Project structure

MLEM Project

Any directory with a valid .mlem/ directory is considered a MLEM Project. To create one, use mlem init or mlem.api.init(). This will also create an empty config.yaml (see Configuration).

Some API and CLI commands like mlem ls and mlem config require this execution context. But in general, MLEM can work with .mlem files anywhere.

A common place to initialize MLEM is a data science Git repository. MLEM projects help you better structure and easily address existing data artifacts (especially ML models). And Git allows you to version MLEM objects and configuration options along with code.

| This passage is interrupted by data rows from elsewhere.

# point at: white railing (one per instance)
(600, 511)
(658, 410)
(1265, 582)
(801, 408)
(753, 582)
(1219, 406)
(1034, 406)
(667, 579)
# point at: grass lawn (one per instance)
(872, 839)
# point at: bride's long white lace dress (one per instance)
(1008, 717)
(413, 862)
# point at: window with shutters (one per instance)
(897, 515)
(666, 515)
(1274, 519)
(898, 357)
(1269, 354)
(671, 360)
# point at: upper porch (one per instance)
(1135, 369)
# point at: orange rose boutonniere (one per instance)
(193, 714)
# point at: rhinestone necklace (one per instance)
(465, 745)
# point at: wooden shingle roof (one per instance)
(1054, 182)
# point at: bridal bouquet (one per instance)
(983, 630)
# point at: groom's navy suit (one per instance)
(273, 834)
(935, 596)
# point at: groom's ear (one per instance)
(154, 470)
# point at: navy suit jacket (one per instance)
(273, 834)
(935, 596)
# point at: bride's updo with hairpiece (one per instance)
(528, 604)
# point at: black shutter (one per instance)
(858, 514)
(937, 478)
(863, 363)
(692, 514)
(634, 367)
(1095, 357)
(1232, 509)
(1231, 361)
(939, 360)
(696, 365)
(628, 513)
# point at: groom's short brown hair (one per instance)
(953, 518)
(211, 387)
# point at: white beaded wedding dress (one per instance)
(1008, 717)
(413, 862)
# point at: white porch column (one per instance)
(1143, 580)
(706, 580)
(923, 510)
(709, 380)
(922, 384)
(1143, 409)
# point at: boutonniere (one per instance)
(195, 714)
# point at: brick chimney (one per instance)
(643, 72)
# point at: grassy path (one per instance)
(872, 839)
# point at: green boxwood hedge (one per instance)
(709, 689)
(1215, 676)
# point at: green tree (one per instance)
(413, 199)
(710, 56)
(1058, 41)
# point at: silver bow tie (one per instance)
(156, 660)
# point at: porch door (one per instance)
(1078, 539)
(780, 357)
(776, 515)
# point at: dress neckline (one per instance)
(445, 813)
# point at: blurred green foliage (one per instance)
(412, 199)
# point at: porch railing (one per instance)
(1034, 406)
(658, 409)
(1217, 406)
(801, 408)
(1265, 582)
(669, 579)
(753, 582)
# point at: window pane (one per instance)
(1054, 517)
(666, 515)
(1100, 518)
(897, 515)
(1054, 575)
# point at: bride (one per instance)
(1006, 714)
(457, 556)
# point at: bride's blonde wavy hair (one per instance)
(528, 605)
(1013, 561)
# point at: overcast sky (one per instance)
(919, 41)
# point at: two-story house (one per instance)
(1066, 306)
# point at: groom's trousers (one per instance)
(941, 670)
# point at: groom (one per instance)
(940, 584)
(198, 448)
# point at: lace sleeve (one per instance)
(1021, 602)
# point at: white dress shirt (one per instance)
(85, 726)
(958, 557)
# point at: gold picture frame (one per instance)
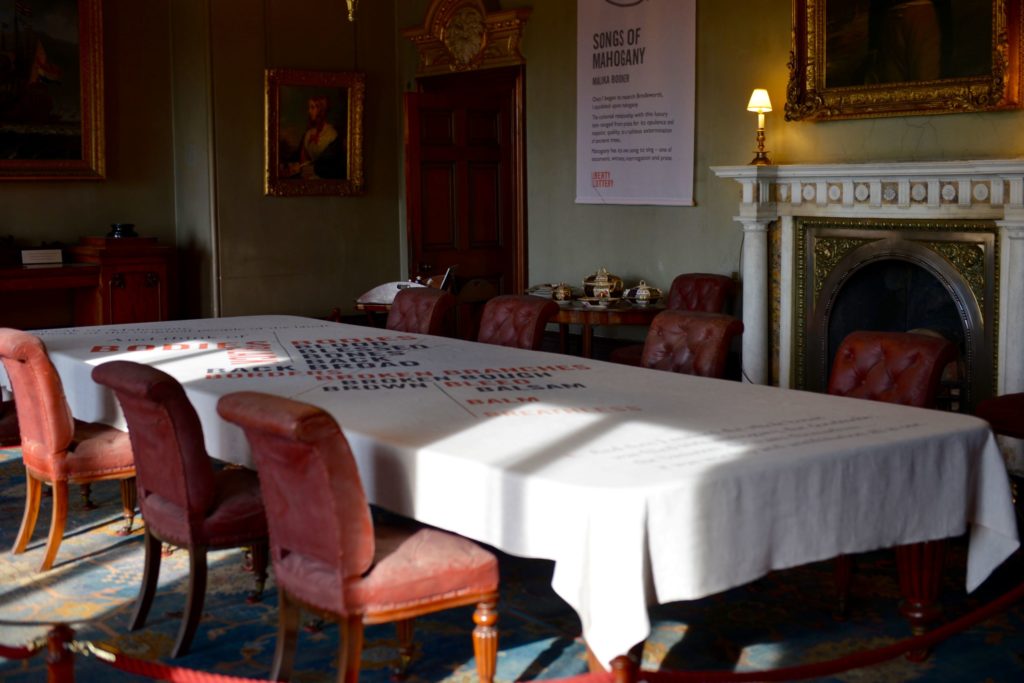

Internal vs. External objects

By default, any MLEM objects that you save into project will be internal, which means they will be saved under .mlem/{object type}/<path you specified>.

To save objects anywhere, use the external flag when saving them or set default_external=True via configuration. External objects will be indexed via links under .mlem/link/<path you specified>.

You can also turn this off (via the link=False flag), but in that case your object will not be known to the MLEM project, for example it will not be shown by mlem ls.

Referencing MLEM Objects

Everywhere you need to reference any saved MLEM Object, you can do so by providing those arguments:

  • path is path to object
  • project is the project dir to look in. This is optional
  • rev is revision of the project, also optional
  • fs (API-only) fsspec FileSystem implementation to use

All of those are saved in location field of a MLEM Object.

If you didn't provide project and/or rev, MLEM will try to deduce them from path. fs is also can be deduced from project or path. Also, if you are referencing object in MLEM Project, you can omit .mlem/{object_type} from path.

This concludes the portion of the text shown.